I think I see where you're coming from - "I respect your property rights, you respect my property rights" might sound equal but in practice what does a person with no property have to gain from such a rule? As the saying goes, "the law, in its majestic equality, forbids the rich as well as the poor to sleep under bridges, to beg in the streets, and to steal bread." My answer is twofold:
First, I consider respecting property rights a moral obligation. (You might find it strange that I think it's a more important moral obligation than helping people in need, but I do. I suppose that's why no one likes libertarians.) I wouldn't take from someone who had more than me unless I sincerely believed that he obtained it by unjustly exploiting me, not in the abstract sense of "the rich have rigged society in their favor" but rather in the concrete sense of "that guy stole my bike so I'm stealing it back." I imagine I would violate this principle if I was in desperate need (e.g. stealing a loaf of bread to feed my starving family) but I would feel pretty bad about it.

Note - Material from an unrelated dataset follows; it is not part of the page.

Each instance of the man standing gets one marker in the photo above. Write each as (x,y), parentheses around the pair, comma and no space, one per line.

Second, I think everyone (including people who don't share my morality) is better off if we don't resort to violence. It's not just a personal matter of people stealing from me and my attempts to stop them via violence - individual acts of violence add up to create a violent society. I used to work with a guy from Brazil - he was trying to get residency in the USA because he felt like his upper-middle-class income was putting him in danger. In Brazil, people with money run the very real risk of being violently robbed or kidnapped. But people without money are also subject to more violence! Compare a slum in the USA with a Brazilian favela. So maybe if I'm rich and you're poor, you help yourself if you mug me but you're contributing to the creation of a society where no one except brutal organized criminals would be better off than they are in the USA right now.